Moreover, when a customer is contacted remotely, for example, over the phone (which is likely to increase in frequency, it being quite an efficient way of selling low-margin products), the customer must have a decision tree in front of him. Again, this creates a further cog in the process, with decision trees having to be posted or faxed prior to a call.
Maybe you could get round this if every household in
the UK had their own pack of decision trees. Perhaps they could be kept in the magazine rack along with the Radio Times, printed on the back of cereal packets or flashed
up subliminally during Coronation Street until everyone
memorises them.
If you add to this that, where the employment status is unknown (not unlikely in many cases), all the decision trees must be issued, then you can see how unattractive the prospect must be of wading through pages of information, even for the most determined of customers.
Finally, to add insult to injury, the FSA will not be providing a decision tree for contracting out. It will be up to providers and advisers to develop their own procedures for this. Well, thanks a lot, FSA.
My second point of contention concerns the proposal that, where a stakeholder plan is not recommended but an alternative such as a personal pension is, then the provider/
adviser must issue a “reason why not stakeholder” letter.
Clearly, this stems from the assumption that a stakeholder will be the best option for the vast majority of people.
The letter must be issued to members of group personal
pensions and free-standing AVCs, as well as individual
personal pensions.
It certainly could have profound implications for the future of these products, especially when you consider the lack of margin in all pensions in the stakeholder era and the extra burden this could place on the sale on non-stakeholder pensions.
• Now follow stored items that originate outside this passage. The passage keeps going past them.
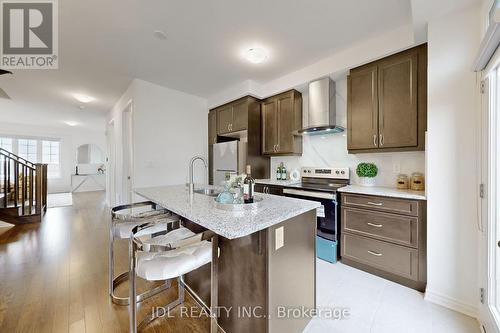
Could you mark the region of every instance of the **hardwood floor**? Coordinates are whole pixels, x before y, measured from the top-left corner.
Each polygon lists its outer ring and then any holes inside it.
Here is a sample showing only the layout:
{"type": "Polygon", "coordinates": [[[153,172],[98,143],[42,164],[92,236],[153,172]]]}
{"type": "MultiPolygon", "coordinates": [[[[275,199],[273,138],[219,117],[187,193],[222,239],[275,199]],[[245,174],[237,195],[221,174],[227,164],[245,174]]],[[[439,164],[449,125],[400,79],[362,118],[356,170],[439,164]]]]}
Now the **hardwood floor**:
{"type": "MultiPolygon", "coordinates": [[[[49,209],[41,224],[0,225],[0,332],[128,332],[128,307],[108,296],[109,219],[104,193],[87,192],[49,209]]],[[[116,271],[125,270],[127,244],[115,253],[116,271]]],[[[118,293],[126,296],[126,285],[118,293]]],[[[138,320],[176,293],[174,286],[142,304],[138,320]]],[[[184,306],[199,309],[187,293],[184,306]]],[[[204,316],[181,317],[180,308],[171,315],[144,332],[209,332],[204,316]]]]}

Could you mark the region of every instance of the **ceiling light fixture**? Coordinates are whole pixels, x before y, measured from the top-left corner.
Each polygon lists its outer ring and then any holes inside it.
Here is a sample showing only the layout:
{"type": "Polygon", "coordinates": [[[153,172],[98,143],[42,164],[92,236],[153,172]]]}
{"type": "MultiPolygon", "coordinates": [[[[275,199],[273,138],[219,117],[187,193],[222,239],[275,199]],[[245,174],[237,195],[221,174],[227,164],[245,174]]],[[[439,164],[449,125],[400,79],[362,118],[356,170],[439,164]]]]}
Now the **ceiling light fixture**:
{"type": "Polygon", "coordinates": [[[84,94],[73,94],[73,98],[76,99],[78,102],[85,104],[95,101],[94,97],[84,94]]]}
{"type": "Polygon", "coordinates": [[[78,125],[76,121],[65,121],[64,123],[71,127],[75,127],[76,125],[78,125]]]}
{"type": "Polygon", "coordinates": [[[165,40],[167,39],[167,34],[164,33],[163,31],[161,30],[155,30],[155,32],[153,32],[153,36],[156,38],[156,39],[159,39],[159,40],[165,40]]]}
{"type": "Polygon", "coordinates": [[[252,47],[245,51],[245,58],[253,64],[260,64],[267,60],[267,51],[261,47],[252,47]]]}

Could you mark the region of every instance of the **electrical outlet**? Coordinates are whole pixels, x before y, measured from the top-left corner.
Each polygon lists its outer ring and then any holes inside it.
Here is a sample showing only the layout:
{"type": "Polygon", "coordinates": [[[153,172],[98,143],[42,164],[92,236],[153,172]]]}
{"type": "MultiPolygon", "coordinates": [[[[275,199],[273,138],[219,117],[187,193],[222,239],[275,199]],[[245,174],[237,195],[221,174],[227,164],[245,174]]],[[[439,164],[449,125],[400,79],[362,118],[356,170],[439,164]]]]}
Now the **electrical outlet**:
{"type": "Polygon", "coordinates": [[[279,250],[283,246],[285,246],[285,228],[284,227],[279,227],[276,229],[274,232],[275,236],[275,242],[274,242],[274,249],[279,250]]]}
{"type": "Polygon", "coordinates": [[[399,162],[395,162],[392,164],[392,171],[394,173],[400,173],[401,172],[401,164],[399,162]]]}

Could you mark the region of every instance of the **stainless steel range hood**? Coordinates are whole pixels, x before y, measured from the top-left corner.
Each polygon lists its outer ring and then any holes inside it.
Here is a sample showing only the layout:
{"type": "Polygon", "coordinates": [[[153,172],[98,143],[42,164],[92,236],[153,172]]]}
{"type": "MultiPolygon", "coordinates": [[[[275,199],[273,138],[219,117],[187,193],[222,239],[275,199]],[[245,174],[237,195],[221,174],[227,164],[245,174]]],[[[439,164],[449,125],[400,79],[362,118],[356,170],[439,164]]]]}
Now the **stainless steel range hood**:
{"type": "Polygon", "coordinates": [[[298,134],[339,133],[344,128],[336,124],[335,82],[329,77],[309,83],[308,120],[298,134]]]}

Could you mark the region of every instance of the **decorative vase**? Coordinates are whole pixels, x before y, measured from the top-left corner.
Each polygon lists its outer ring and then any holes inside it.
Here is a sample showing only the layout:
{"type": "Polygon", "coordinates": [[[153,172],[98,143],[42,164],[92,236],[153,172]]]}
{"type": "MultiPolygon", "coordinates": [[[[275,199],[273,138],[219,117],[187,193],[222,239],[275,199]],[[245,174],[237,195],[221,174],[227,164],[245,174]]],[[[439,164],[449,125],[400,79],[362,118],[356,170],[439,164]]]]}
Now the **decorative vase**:
{"type": "Polygon", "coordinates": [[[375,177],[359,177],[361,186],[375,186],[375,177]]]}

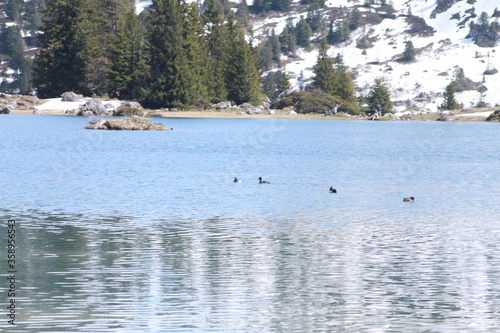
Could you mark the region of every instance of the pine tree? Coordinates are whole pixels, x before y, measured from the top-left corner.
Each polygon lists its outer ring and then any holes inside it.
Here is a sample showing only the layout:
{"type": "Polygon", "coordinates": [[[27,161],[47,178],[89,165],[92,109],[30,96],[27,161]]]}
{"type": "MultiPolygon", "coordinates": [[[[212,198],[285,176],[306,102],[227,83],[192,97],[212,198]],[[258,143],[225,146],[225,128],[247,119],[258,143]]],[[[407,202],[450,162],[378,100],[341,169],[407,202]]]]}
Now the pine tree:
{"type": "Polygon", "coordinates": [[[375,83],[368,93],[367,102],[372,109],[380,105],[382,112],[392,112],[391,94],[382,79],[375,79],[375,83]]]}
{"type": "Polygon", "coordinates": [[[57,97],[66,91],[88,93],[82,8],[83,0],[48,2],[33,74],[33,85],[40,98],[57,97]]]}
{"type": "Polygon", "coordinates": [[[236,15],[238,16],[238,23],[240,23],[244,27],[247,27],[250,10],[248,9],[248,4],[246,0],[241,0],[241,2],[238,4],[236,15]]]}
{"type": "Polygon", "coordinates": [[[257,102],[260,95],[256,59],[245,34],[237,24],[229,22],[232,41],[227,71],[228,98],[236,104],[257,102]]]}
{"type": "Polygon", "coordinates": [[[177,107],[187,102],[188,59],[179,0],[153,0],[150,7],[151,79],[144,103],[177,107]]]}
{"type": "Polygon", "coordinates": [[[208,47],[204,43],[204,30],[198,6],[184,5],[184,50],[187,57],[187,91],[185,103],[205,105],[208,100],[208,47]]]}
{"type": "Polygon", "coordinates": [[[337,84],[335,76],[335,68],[333,67],[334,59],[327,53],[328,44],[326,39],[322,39],[319,45],[318,59],[313,67],[313,86],[323,90],[327,94],[333,94],[337,84]]]}
{"type": "Polygon", "coordinates": [[[295,35],[298,46],[308,47],[311,45],[312,30],[309,23],[302,16],[295,27],[295,35]]]}
{"type": "Polygon", "coordinates": [[[21,19],[19,0],[8,0],[5,7],[5,14],[7,14],[10,20],[19,22],[21,19]]]}
{"type": "Polygon", "coordinates": [[[144,58],[144,29],[135,9],[130,9],[119,22],[111,50],[110,95],[125,99],[141,98],[148,68],[144,58]]]}
{"type": "Polygon", "coordinates": [[[268,71],[272,66],[273,61],[273,46],[268,39],[259,47],[259,67],[268,71]]]}
{"type": "Polygon", "coordinates": [[[321,26],[321,12],[319,11],[320,6],[318,3],[313,3],[307,9],[306,22],[311,27],[313,32],[318,31],[321,26]]]}
{"type": "Polygon", "coordinates": [[[124,0],[87,0],[85,29],[90,31],[87,41],[86,80],[94,95],[108,91],[108,72],[111,48],[115,42],[119,22],[125,17],[124,0]]]}
{"type": "Polygon", "coordinates": [[[411,40],[409,40],[405,43],[405,50],[403,52],[403,59],[405,61],[415,60],[415,48],[413,47],[413,43],[411,40]]]}
{"type": "Polygon", "coordinates": [[[292,85],[290,84],[290,75],[288,75],[287,72],[284,72],[280,70],[278,72],[279,74],[279,91],[287,91],[292,88],[292,85]]]}
{"type": "Polygon", "coordinates": [[[272,30],[271,36],[269,37],[269,42],[271,43],[273,60],[279,62],[281,55],[281,45],[278,35],[276,35],[276,31],[274,29],[272,30]]]}
{"type": "Polygon", "coordinates": [[[446,86],[444,93],[444,101],[441,104],[441,109],[443,110],[455,110],[460,108],[460,104],[455,100],[455,84],[451,82],[446,86]]]}
{"type": "Polygon", "coordinates": [[[229,63],[229,37],[225,24],[224,10],[218,0],[207,0],[206,10],[203,13],[205,29],[207,30],[206,44],[208,45],[208,95],[212,102],[227,100],[226,74],[229,63]]]}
There are a couple of reasons why this would be undesirable. As things currently stand, proposed regulations will make providing a with-profits option in stakeholder impossible for most providers, leaving personal pensions as a viable alternative for this popular fund. Also, for a GPP to exempt an employer from the requirement to provide a stakeholder, there must be an employer contribution of at least 3 per cent of earnings – clearly better for the employee than a non-contributory stakeholder.
Now, I know the proposal does not rule out any of these circumstances from being valid reasons for a “reason why not stakeholder” letter but I am suspicious of the agenda here. The FSA is suggesting stakeholder should have such an unassailable status that it must be specifically deselected as an option when advisers are recommending other products for very valid reasons.